He’s probably best known for being friends with Auden. Louis MacNeice isn’t a major poet, by any stretch of the imagination. His best poems draw on simple, deeply felt emotions, his worst try to draw from the same well but come up dry. Still, while they’re not particularly complex, I do think poems like his early “Sunlight on the Garden” can be quite powerful. Or this later poem, “House on a Cliff”:
Indoors the tang of a tiny oil lamp. Outdoors
The winking signal on the waste of sea.
Indoors the sound of the wind. Outdoors the wind.
Indoors the locked heart and the lost key.
Outdoors the chill, the void, the siren. Indoors
The strong man pained to find his red blood cools,
While the blind clock grows louder, faster. Outdoors
The silent moon, the garrulous tides she rules.
Indoors ancestral curse-cum-blessing. Outdoors
The empty bowl of heaven, the empty deep.
Indoors a purposeful man who talks at cross
Purposes, to himself, in a broken sleep.
The contrasting images are simple, but the contrast works. Mostly because the details are expertly selected and they’re all bound together by an excellent ear for linguistic music. “The winking signal on the waste of sea” is the best description of a lighthouse I’ve ever read–not that you encounter poetic distillations of lighthouses that often.

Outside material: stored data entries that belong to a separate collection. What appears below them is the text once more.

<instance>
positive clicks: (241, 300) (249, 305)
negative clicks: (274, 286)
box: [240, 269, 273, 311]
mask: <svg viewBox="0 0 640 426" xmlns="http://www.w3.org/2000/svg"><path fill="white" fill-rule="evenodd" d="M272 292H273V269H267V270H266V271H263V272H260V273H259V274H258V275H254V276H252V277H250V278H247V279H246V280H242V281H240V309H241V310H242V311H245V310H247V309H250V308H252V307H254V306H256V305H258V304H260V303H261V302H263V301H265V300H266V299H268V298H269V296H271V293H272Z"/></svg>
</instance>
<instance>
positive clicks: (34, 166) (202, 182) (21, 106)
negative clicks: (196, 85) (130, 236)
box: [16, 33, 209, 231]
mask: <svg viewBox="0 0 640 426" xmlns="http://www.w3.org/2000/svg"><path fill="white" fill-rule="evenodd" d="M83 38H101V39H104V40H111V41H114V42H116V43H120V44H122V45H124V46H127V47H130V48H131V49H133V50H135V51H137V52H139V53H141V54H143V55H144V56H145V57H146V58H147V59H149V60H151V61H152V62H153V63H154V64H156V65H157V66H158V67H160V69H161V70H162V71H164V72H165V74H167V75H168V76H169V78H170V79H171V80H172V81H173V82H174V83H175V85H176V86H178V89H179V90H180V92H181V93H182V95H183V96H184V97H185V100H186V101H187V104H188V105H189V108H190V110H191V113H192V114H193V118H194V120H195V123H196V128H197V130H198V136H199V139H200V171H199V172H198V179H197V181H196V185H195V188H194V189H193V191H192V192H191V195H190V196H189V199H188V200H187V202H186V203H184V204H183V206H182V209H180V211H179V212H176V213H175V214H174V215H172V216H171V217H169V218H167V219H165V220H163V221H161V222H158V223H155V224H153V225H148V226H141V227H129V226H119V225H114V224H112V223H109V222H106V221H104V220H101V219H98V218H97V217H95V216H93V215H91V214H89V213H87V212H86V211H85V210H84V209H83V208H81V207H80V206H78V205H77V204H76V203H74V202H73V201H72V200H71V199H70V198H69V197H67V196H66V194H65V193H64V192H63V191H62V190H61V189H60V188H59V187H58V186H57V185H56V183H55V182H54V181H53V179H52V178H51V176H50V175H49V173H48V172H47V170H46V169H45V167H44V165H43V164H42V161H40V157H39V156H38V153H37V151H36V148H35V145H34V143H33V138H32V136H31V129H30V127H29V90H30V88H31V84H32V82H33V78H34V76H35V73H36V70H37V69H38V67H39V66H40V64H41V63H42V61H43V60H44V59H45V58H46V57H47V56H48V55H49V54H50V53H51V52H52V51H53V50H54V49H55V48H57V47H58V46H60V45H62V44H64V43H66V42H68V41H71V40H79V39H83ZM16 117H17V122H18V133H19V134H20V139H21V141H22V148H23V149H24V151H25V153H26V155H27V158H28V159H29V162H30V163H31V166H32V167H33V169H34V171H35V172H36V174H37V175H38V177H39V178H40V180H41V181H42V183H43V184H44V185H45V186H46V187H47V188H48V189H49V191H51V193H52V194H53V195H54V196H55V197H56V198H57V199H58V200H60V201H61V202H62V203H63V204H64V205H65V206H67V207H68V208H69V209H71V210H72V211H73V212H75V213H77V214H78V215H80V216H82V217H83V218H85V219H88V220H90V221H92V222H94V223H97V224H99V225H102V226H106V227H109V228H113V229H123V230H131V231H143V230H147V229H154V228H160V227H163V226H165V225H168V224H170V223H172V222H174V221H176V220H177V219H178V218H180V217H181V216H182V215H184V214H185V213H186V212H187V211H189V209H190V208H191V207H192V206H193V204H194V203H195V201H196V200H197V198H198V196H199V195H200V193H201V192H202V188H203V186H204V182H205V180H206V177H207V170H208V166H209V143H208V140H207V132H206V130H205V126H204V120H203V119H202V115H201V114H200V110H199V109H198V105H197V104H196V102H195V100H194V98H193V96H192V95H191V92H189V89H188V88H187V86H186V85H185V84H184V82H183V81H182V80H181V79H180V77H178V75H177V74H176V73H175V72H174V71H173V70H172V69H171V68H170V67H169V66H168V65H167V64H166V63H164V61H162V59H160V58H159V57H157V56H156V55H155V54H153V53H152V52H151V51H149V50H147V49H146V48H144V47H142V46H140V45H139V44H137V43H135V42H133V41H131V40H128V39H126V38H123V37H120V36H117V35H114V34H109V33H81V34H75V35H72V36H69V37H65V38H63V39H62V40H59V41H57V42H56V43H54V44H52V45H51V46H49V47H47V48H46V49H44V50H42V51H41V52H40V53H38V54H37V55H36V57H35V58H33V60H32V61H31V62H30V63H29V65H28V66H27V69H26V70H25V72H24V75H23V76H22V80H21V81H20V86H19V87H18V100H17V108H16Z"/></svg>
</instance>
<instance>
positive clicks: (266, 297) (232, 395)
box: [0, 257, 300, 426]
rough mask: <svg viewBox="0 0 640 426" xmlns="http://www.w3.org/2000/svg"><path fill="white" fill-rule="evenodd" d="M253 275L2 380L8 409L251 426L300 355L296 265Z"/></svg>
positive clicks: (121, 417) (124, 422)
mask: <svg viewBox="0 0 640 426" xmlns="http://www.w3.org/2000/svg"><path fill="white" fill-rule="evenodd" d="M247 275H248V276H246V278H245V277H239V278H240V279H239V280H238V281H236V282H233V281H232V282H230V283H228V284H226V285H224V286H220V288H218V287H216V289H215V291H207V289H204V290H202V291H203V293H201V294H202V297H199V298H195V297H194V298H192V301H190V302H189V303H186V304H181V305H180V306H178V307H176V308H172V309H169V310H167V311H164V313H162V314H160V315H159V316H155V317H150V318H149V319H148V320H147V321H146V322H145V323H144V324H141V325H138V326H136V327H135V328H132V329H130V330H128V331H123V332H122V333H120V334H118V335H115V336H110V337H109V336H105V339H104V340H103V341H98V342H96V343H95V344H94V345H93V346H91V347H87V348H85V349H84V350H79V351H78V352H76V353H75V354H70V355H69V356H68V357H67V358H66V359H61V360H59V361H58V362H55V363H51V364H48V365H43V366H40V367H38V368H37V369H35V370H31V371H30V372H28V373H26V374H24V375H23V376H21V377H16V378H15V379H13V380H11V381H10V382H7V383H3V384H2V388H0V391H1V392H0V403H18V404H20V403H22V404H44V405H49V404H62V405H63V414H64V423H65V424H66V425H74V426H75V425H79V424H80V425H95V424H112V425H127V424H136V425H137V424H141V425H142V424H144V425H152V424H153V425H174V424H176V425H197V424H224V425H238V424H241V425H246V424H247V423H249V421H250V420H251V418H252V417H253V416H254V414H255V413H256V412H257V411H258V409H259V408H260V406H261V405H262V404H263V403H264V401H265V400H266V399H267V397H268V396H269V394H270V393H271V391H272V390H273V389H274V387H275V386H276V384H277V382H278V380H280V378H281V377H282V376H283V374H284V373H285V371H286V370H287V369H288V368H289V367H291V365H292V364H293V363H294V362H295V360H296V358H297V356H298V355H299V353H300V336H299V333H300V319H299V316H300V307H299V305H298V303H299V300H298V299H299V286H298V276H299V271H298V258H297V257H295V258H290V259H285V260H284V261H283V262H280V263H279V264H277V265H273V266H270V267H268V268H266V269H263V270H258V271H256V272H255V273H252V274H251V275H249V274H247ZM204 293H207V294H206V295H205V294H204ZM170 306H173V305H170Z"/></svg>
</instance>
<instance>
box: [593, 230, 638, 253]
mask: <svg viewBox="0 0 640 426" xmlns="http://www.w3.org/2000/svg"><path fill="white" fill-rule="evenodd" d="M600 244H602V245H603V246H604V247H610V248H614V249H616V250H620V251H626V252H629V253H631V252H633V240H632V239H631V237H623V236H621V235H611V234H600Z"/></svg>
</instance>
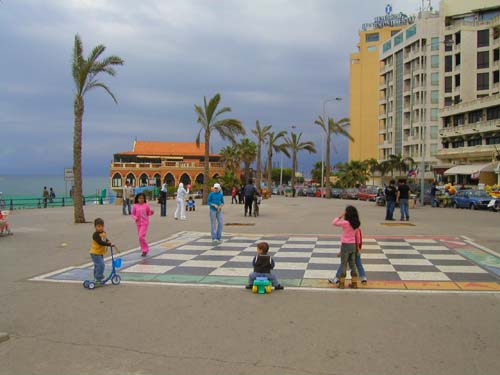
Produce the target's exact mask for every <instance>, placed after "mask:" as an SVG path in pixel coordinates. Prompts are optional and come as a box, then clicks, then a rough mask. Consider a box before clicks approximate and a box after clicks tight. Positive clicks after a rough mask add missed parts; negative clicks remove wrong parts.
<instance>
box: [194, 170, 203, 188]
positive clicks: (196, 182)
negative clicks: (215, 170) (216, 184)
mask: <svg viewBox="0 0 500 375" xmlns="http://www.w3.org/2000/svg"><path fill="white" fill-rule="evenodd" d="M195 182H196V183H197V184H200V185H201V184H203V173H200V174H199V175H198V176H196V180H195Z"/></svg>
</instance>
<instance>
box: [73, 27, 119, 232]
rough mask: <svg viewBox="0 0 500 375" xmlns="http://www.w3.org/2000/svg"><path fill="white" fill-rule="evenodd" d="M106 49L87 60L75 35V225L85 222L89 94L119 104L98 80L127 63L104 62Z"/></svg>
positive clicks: (76, 36) (92, 54) (74, 173)
mask: <svg viewBox="0 0 500 375" xmlns="http://www.w3.org/2000/svg"><path fill="white" fill-rule="evenodd" d="M105 50H106V47H105V46H104V45H102V44H99V45H97V46H96V47H94V49H93V50H92V52H90V54H89V56H88V57H87V58H86V59H85V57H83V45H82V41H81V39H80V36H79V35H78V34H76V35H75V44H74V46H73V59H72V75H73V80H74V81H75V89H76V90H75V99H74V102H73V112H74V116H75V118H74V134H73V174H74V178H75V185H74V187H73V202H74V204H73V206H74V218H75V223H85V214H84V212H83V200H82V126H83V124H82V122H83V112H84V108H85V103H84V96H85V94H86V93H87V92H88V91H90V90H92V89H95V88H102V89H104V90H105V91H106V92H107V93H108V94H109V95H110V96H111V98H112V99H113V100H114V102H115V103H117V100H116V97H115V95H114V94H113V93H112V92H111V90H110V89H109V88H108V86H106V85H105V84H104V83H102V82H100V81H99V80H98V75H99V74H100V73H106V74H109V75H110V76H114V75H115V74H116V71H115V69H114V68H113V66H115V65H123V60H122V59H121V58H120V57H118V56H108V57H104V58H102V59H100V58H101V55H102V54H103V53H104V51H105Z"/></svg>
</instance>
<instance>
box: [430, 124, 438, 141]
mask: <svg viewBox="0 0 500 375" xmlns="http://www.w3.org/2000/svg"><path fill="white" fill-rule="evenodd" d="M431 139H438V129H437V126H431Z"/></svg>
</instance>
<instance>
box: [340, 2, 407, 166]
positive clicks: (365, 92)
mask: <svg viewBox="0 0 500 375" xmlns="http://www.w3.org/2000/svg"><path fill="white" fill-rule="evenodd" d="M411 22H412V18H411V17H408V16H406V15H404V14H401V13H400V14H393V13H392V9H391V8H390V6H389V5H388V6H387V7H386V15H385V16H381V17H376V18H375V19H374V21H373V22H372V23H368V24H364V25H362V29H361V31H359V43H358V45H357V47H358V52H355V53H352V54H351V56H350V90H349V91H350V92H349V99H350V104H349V120H350V128H349V132H350V134H351V135H352V136H353V138H354V140H355V141H354V142H349V160H366V159H371V158H374V159H377V157H378V149H377V146H378V136H377V134H378V105H379V103H378V88H379V78H378V75H379V70H380V68H379V67H380V64H379V51H380V46H381V45H382V43H383V42H384V41H386V40H387V39H389V38H391V36H393V35H394V34H396V33H398V32H399V31H400V30H401V29H402V28H403V27H404V26H405V25H407V24H409V23H411Z"/></svg>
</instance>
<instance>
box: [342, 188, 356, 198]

Consider, too, the wonderful rhythmic stuttering of “the garrulous tide she rules.” Or the enjambment at “cross / Purposes.” There is beauty here, and it should be acknowledged.
But once you acknowledge all that, what more is there to say? You could, of course, give a close reading. You could ponderously explicate the central contrast, could describe the relation between the speaker and the “purposeful man,” could try to figure out why the man’s sleep is broken. Doing those things is a great way to learn how to read poetry, especially “difficult” poetry. But once you know how to read–and with this poem in particular–I don’t quite see the point, and will refrain from doing so. This is not difficult poetry. It’s just poetry.